10 March 2007

Sebuah Novel Penuh Dosa

::zen rachmat soegito, sejarawan partikelir

Fatwa itu akhirnya datang. Majelis Mujahidin Indonesia (MMI) baru saja mensomasi Muhidin M. Dahlan untuk meminta maaf kepada publik. Lewat surat somasi bertarikh 01/Syawal/1426/2005 yang ditembuskan ke Mabes Polri, Kejaksaan Agung, MUI dan sejumlah ormas Islam, MMI menilai novel terbaru Muhidin, “Adam Hawa” (ScriPtaManent, 2005) sebagai karya yang telah meneror (hirabah) Allah swt dan secara serius telah menyimpang terhadap al-Qur’an.

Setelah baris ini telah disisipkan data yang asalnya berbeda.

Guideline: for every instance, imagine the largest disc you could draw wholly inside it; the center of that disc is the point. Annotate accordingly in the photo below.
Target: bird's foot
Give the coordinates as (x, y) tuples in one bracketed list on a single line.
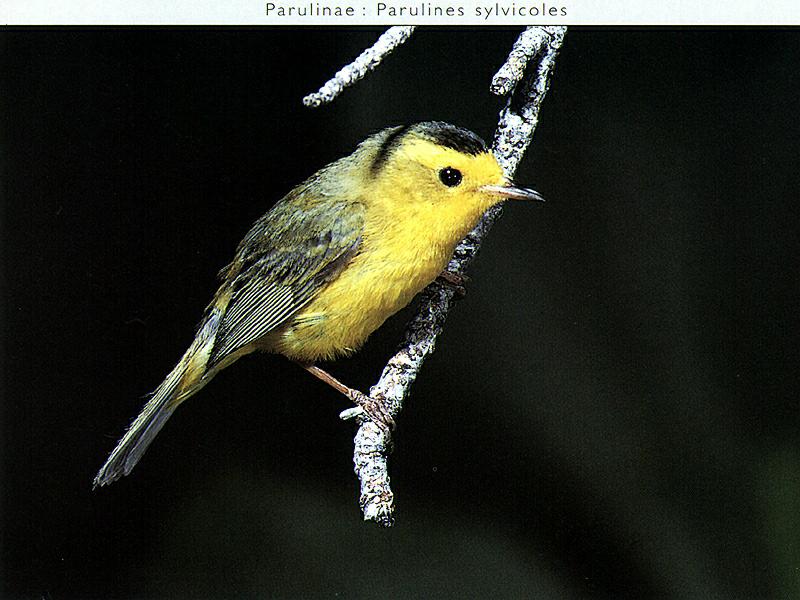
[(454, 280), (371, 408)]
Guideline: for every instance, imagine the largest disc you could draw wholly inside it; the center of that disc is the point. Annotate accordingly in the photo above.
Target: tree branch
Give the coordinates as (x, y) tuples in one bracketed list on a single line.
[(367, 61), (515, 128)]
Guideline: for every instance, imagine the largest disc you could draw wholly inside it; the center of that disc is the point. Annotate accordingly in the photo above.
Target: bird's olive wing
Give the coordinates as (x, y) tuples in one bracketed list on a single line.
[(288, 256)]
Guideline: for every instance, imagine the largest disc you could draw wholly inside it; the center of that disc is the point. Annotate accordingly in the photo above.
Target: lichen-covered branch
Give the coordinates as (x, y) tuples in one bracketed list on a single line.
[(367, 61), (514, 133)]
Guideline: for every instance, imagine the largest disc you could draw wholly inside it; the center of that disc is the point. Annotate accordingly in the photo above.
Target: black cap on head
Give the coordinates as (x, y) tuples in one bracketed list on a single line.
[(438, 132), (450, 136)]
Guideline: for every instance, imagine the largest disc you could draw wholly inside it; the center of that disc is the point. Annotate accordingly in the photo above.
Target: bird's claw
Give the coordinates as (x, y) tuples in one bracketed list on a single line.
[(373, 409), (454, 280)]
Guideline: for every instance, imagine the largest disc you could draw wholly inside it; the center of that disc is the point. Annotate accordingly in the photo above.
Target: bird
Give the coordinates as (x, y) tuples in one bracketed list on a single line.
[(331, 261)]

MMI juga menuntut Muhidin bertobat dan memusnahkan novelnya itu sebagai aksi penebusan dosa. Jika hingga 7 x 24 jam somasi ini tak dipenuhi, MMI akan melakukan upaya hukum.

Somasi MMI ini adalah kerikil paling serius yang pernah diterima Muhidin. Novel “Tuhan, Ijinkan Aku Menjadi Pelacur” (2003) paling banter hanya disesatkan di forum diskusi atau di milis-milis, dan tak pernah ada somasi secara resmi dan terbuka yang menyatakan kesesatannya.

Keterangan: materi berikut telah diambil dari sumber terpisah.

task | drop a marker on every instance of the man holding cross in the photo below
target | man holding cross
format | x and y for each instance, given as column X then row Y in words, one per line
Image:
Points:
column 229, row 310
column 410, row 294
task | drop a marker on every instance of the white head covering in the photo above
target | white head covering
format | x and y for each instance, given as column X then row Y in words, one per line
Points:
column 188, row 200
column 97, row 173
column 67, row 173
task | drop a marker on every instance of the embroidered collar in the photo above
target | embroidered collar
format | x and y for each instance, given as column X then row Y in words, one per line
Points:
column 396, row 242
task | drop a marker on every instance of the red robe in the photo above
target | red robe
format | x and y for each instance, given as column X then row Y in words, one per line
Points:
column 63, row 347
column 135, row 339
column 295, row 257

Dalam eksplorasi tema (ini yang selalu jadi poros dari novel-novel Muhidin), “Adam Hawa” saya kira melampaui dua novel Muhidin sebelumnya. Kendati cukup galak dan berani, tema dua novel itu sebetulnya tidak terlalu baru. Tema pencarian dan pemberontakan pada Tuhan (“Tuhan, Ijinkan…”) dan laku mistik ibadat para sufi (“Kabar Buruk”) merupakan tema lama yang banyak ditemukan, tidak hanya dalam karya sastra, melainkan dalam buku-buku non-fiksi.

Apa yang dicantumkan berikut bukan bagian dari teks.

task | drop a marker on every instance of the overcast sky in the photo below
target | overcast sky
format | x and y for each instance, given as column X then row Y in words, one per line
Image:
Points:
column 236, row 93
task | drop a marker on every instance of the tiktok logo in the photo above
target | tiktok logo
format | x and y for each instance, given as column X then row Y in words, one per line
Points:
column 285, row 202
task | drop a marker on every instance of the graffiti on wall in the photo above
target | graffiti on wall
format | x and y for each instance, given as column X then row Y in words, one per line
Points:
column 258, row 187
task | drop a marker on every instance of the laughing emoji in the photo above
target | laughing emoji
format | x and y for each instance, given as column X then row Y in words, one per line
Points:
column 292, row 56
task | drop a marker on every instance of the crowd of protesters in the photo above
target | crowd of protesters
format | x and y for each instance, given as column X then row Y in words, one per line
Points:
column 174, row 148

Ini berbeda dengan “Adam Hawa”. Dengan keberanian yang tanpa cadang, Muhidin menyentuh tema yang tidak hanya gelap, terra incognita, melainkan juga jauh lebih sensitif bagi rasa keagamaan; tidak hanya untuk orang Islam, melainkan bagi dua agama samawi terdahulu, Kristen dan Yahudi: memersoalkan proses penciptaan Adam dan Hawa.

Proses penciptaan Adam-Hawa dan keturunan pertamanya memang tak begitu jelas mendetail. Bahkan, seperti yang bisa kita baca dalam Al-Quran, tak ada satu pun ayat yang menyebut secara harfiah nama Hawa. Hanya ada, misalnya, “kata tunjuk” yang merujuk pada istri Adam itu, zawjatuhu/istrimu (2:35) yang oleh Quran terjemahan versi Depag diberi catatan kaki bahwa “istri” di sana adalah Hawa. Pengetahuan yang menjadi umum tentang Hawa tampaknya memang diturunkan dari kitab Perjanjian Lama dan Baru.

Muhidin tentu saja memasuki sebuah ruang tafsir yang masih sangat lowong. Dan Muhidin mengisinya dengan tafsir yang gila-gilaan (ini jika kita mengukurnya dari standar yang kadung diyakini publik) yang juga meruntuhkan tata tafsir Kitab Suci mana pun. Salah satunya adalah ihwal keberadaan perempuan bernama Maia yang diyakini tercipta lebih dahulu daripada Hawa. Maia digambarkan sebagai sosok pembangkang yang berani menolak model senggama Adam yang selalu ingin di atas. Setelah Maia kabur, lahirlah Hawa dengan karakter yang 180 derajat berbeda dengan Maia: penurut, sabar dan nrimo.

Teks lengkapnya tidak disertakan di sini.